This one is slow, easy to play, lovely, and has an interesting history. There’s not a hard chord, technique, or transition in it, and the words were written by a canonized saint-- in the twelfth century. What’s not to love?


If you can play C, G7 and G, you can play this song. The G chord I use is actually a GaddD chord, but it’s fretted exactly like a normal G, except the ring finger frets the third space on the 2nd string instead of the 1st string, which is not played. This makes it even easier to  play than a normal G.

All the chord changes in the first two lines (except one) follow a note played on an open string, giving you plenty of time to make the change.  The exception is  the change from C to GaddD at the end of the seventh measure. I usually fret the D note on the #2 string with my ring finger, making the change to GaddD super easy.

Similarly, the pull-off in the first measure of the third line eases the transition to GaddD. Then, after playing the chord and holding it as long as needed, release it, shifting the hand to a normal G7 position. Since you are not playing the #1 string, this chord is actually a G, but it’s easier to hit the notes called out in the tab from the G7 hand position, and it makes no difference to the music what you call it.

For the whole third line, you’re actually holding the middle and ring fingers in place, using the index finger to fret the melody notes. In the third measure of the line, I usually just flatten my middle finger across the #3 string briefly to hit the A note, instead of fretting it with the index finger. Do it the way it is easiest for you.
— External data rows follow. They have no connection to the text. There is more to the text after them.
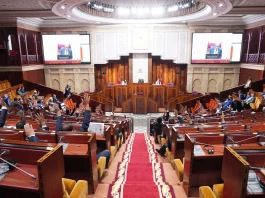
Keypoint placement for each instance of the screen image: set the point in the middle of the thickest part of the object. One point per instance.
(216, 47)
(66, 49)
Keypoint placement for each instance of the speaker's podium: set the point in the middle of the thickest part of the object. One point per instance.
(139, 104)
(44, 162)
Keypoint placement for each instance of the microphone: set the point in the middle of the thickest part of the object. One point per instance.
(232, 140)
(10, 164)
(60, 140)
(5, 152)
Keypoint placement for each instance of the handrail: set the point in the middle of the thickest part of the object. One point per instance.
(257, 86)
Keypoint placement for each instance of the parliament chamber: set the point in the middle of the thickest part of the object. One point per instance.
(133, 99)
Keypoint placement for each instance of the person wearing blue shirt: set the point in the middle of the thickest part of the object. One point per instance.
(6, 98)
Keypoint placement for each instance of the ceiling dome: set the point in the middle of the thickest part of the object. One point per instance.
(141, 11)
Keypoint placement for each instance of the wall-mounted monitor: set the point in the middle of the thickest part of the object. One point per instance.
(216, 48)
(66, 49)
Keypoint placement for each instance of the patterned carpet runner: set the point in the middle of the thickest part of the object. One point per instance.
(139, 174)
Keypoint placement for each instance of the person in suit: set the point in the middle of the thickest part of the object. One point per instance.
(35, 95)
(3, 113)
(162, 150)
(6, 98)
(67, 91)
(30, 133)
(66, 51)
(67, 127)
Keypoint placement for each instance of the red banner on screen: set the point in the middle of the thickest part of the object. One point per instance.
(210, 61)
(62, 62)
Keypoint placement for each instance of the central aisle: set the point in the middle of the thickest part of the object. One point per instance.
(139, 174)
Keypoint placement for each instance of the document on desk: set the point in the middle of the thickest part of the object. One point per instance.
(198, 150)
(253, 183)
(65, 145)
(96, 127)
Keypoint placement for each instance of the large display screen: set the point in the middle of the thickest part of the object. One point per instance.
(66, 49)
(216, 47)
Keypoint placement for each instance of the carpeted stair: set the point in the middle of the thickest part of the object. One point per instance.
(139, 174)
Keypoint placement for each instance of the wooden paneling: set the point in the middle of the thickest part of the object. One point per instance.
(254, 45)
(36, 76)
(245, 74)
(169, 72)
(14, 78)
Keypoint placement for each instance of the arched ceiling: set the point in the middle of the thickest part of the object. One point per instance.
(49, 13)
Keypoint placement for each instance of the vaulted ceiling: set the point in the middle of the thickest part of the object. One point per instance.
(48, 13)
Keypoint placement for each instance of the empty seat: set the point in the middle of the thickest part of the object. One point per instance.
(179, 169)
(206, 192)
(218, 190)
(73, 189)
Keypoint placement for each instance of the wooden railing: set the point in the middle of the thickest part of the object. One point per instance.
(171, 104)
(257, 86)
(203, 98)
(44, 91)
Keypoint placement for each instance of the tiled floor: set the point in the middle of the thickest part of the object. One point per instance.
(140, 120)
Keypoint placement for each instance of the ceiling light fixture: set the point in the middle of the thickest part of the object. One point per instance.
(157, 10)
(123, 11)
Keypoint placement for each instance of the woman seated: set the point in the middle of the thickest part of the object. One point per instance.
(98, 110)
(198, 107)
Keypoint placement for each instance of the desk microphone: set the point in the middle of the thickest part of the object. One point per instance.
(60, 140)
(4, 152)
(7, 152)
(232, 140)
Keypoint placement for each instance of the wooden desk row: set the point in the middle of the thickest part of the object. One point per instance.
(202, 168)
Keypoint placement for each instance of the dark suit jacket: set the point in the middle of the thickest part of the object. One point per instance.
(55, 100)
(83, 128)
(33, 139)
(6, 100)
(3, 117)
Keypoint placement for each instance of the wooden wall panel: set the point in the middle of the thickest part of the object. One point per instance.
(36, 76)
(245, 74)
(169, 72)
(112, 72)
(14, 78)
(254, 45)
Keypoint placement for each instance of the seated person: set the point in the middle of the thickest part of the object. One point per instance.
(55, 100)
(227, 103)
(198, 107)
(16, 104)
(30, 133)
(241, 95)
(236, 105)
(158, 128)
(67, 127)
(119, 81)
(67, 91)
(21, 91)
(3, 112)
(162, 149)
(6, 98)
(98, 110)
(249, 99)
(35, 95)
(30, 104)
(212, 105)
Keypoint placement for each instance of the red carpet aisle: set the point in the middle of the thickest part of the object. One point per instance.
(139, 175)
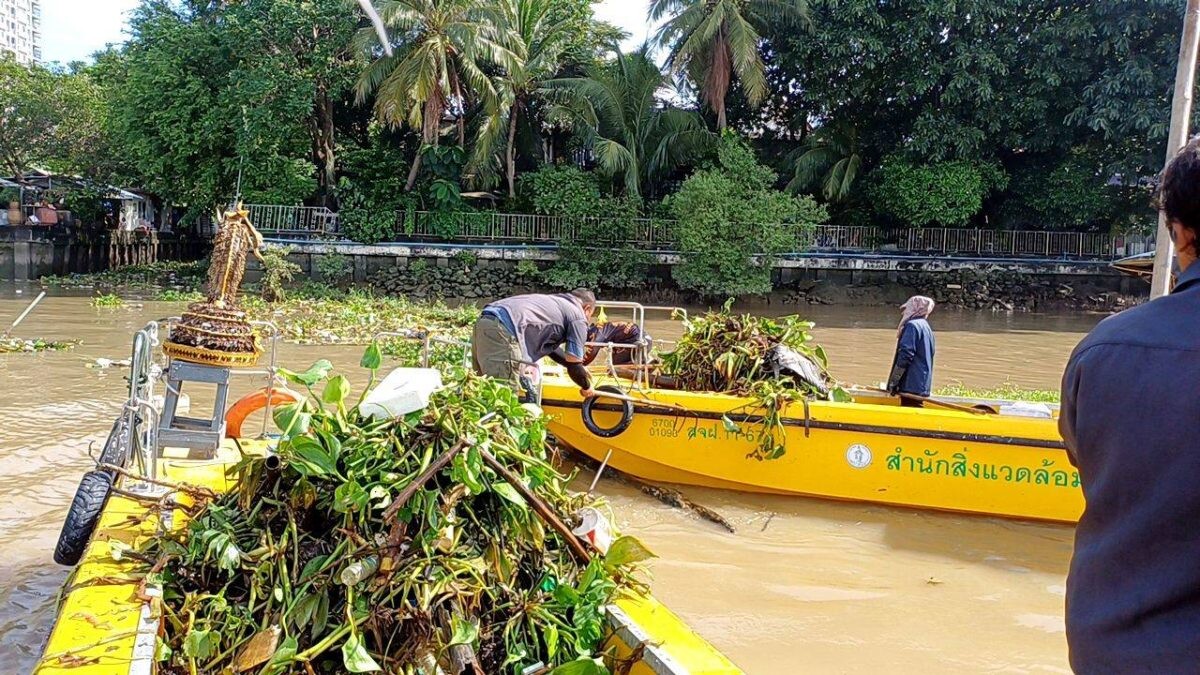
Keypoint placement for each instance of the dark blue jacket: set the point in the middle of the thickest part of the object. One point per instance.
(915, 358)
(1131, 419)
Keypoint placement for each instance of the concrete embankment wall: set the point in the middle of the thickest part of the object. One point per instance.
(791, 273)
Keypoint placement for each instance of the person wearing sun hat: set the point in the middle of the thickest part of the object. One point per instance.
(912, 368)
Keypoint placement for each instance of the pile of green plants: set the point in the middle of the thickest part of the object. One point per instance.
(324, 316)
(433, 542)
(725, 352)
(18, 345)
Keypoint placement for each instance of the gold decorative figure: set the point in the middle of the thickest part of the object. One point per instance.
(214, 332)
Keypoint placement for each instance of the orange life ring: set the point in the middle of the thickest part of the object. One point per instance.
(256, 401)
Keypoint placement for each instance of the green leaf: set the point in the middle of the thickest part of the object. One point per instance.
(372, 358)
(315, 374)
(465, 632)
(355, 657)
(336, 390)
(292, 420)
(349, 497)
(283, 656)
(551, 635)
(310, 458)
(627, 550)
(201, 645)
(581, 667)
(510, 494)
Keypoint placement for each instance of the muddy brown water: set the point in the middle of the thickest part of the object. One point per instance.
(804, 585)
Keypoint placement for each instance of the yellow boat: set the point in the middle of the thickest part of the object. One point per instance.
(108, 616)
(869, 451)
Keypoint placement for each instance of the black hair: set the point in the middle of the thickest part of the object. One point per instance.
(585, 297)
(1179, 189)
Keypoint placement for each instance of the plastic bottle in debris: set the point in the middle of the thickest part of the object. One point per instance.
(358, 572)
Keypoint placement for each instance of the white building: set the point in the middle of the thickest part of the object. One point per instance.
(21, 29)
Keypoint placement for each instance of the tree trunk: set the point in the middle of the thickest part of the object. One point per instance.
(323, 145)
(510, 161)
(431, 121)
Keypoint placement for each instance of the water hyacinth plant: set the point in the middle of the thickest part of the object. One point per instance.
(432, 541)
(725, 352)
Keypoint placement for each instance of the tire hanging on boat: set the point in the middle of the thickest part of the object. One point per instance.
(82, 518)
(627, 414)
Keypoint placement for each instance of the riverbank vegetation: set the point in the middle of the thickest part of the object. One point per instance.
(909, 114)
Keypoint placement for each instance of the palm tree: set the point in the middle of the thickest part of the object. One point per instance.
(832, 159)
(537, 43)
(715, 40)
(633, 136)
(437, 67)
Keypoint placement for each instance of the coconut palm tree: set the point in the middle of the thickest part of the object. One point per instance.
(527, 31)
(437, 67)
(713, 41)
(829, 159)
(634, 137)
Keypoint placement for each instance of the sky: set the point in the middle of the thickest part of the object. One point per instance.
(75, 29)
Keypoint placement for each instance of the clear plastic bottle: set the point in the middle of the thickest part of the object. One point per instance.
(358, 572)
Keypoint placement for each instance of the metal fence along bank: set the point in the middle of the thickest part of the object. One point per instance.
(304, 223)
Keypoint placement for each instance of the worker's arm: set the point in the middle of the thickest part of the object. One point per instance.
(576, 371)
(906, 351)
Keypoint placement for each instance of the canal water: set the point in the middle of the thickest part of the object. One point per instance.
(804, 585)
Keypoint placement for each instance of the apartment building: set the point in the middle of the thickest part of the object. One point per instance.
(21, 29)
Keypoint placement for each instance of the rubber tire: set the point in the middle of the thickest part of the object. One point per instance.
(627, 414)
(83, 517)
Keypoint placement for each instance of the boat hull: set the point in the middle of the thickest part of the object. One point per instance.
(922, 458)
(107, 622)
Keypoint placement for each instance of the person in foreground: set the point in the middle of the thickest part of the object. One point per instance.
(521, 330)
(1131, 422)
(912, 368)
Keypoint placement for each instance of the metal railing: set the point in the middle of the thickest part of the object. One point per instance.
(655, 234)
(286, 222)
(532, 228)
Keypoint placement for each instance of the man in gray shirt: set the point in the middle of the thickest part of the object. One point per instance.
(523, 329)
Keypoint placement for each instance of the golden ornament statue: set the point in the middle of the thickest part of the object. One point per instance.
(214, 332)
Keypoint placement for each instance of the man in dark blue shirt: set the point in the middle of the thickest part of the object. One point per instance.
(912, 369)
(1132, 428)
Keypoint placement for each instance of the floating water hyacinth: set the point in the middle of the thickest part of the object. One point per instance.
(17, 345)
(435, 541)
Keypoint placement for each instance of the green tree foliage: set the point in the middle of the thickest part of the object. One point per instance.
(202, 94)
(829, 161)
(717, 40)
(942, 193)
(600, 251)
(48, 119)
(442, 48)
(732, 223)
(635, 138)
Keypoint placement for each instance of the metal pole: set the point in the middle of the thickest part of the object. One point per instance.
(1181, 111)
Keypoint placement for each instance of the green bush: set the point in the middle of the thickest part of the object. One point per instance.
(943, 193)
(561, 191)
(731, 223)
(277, 272)
(335, 268)
(603, 250)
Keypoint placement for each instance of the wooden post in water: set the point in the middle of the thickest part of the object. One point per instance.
(1181, 112)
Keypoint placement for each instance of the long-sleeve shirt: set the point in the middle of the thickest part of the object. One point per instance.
(1131, 420)
(915, 358)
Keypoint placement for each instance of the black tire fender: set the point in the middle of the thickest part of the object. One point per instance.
(627, 414)
(82, 518)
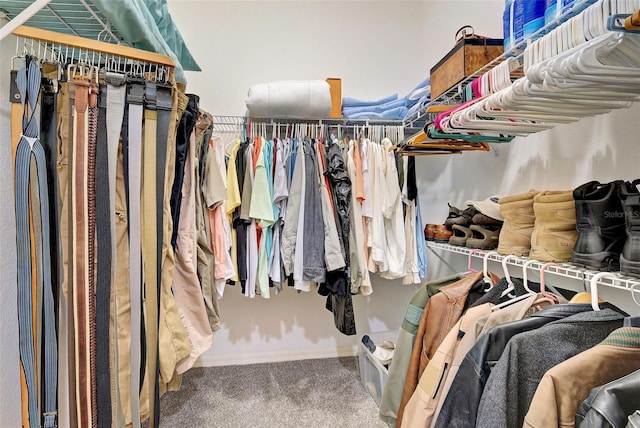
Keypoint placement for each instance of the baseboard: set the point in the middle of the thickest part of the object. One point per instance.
(275, 356)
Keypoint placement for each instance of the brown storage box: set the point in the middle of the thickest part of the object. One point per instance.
(335, 85)
(467, 56)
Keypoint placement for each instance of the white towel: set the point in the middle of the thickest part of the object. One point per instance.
(290, 99)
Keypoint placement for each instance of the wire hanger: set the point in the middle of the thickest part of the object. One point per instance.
(470, 268)
(594, 288)
(633, 321)
(529, 292)
(507, 276)
(485, 269)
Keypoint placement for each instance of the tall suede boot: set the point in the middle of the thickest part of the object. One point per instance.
(630, 257)
(600, 224)
(554, 233)
(515, 236)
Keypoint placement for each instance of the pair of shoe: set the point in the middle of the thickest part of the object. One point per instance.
(471, 228)
(437, 232)
(608, 223)
(541, 225)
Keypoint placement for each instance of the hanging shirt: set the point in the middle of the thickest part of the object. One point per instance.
(280, 195)
(263, 212)
(332, 252)
(233, 202)
(378, 261)
(421, 245)
(360, 279)
(393, 217)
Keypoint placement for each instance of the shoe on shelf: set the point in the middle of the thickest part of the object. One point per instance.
(630, 257)
(600, 224)
(483, 237)
(441, 234)
(484, 220)
(519, 219)
(554, 233)
(458, 216)
(460, 235)
(429, 231)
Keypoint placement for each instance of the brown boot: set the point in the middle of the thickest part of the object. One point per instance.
(554, 233)
(515, 236)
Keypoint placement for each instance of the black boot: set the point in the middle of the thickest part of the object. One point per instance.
(630, 257)
(600, 224)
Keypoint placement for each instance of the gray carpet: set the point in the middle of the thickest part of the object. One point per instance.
(308, 393)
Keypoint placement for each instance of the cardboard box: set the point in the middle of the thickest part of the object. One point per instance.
(467, 56)
(335, 85)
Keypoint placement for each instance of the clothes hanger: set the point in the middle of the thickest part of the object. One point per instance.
(633, 321)
(594, 288)
(583, 296)
(546, 296)
(508, 291)
(485, 269)
(529, 292)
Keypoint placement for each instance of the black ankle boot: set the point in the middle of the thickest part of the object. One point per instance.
(600, 224)
(630, 257)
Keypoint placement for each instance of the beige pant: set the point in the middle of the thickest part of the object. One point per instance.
(174, 344)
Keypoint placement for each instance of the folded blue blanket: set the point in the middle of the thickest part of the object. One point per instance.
(348, 111)
(395, 113)
(353, 102)
(422, 102)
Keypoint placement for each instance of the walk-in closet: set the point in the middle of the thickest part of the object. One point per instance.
(320, 213)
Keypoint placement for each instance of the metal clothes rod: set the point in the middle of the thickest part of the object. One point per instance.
(93, 45)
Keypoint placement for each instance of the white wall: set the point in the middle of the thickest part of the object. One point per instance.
(377, 48)
(9, 356)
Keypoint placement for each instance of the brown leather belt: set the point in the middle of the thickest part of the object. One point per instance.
(79, 243)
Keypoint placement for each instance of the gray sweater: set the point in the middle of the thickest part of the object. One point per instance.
(528, 356)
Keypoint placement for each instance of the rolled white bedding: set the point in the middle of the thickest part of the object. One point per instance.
(309, 99)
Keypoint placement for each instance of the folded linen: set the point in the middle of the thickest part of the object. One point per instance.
(348, 111)
(394, 113)
(353, 102)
There’s an optional pull-off in the third line. Play the C  note with the index finger, then pull that finger off the string, plucking the string with the left hand. It makes the two notes sonnd more connected, and is therefore called a ligado, the Spanish word for “tied”.

The last line is all played from a C hand position. On the final chord, if you wish, you can fret the #6 string in the 3rd space with your pinkie, turning the chord into a C/G, which just means a C chord with a G bass note. I like the sound of it better with a deeper bass, but it’s not necessary. If you prefer, just play a normal C here, omitting the #1 string. This omission is necessary, as the melody note is the C on the 2nd string. If you play the E on the open #1 string, the melody won’t sound right.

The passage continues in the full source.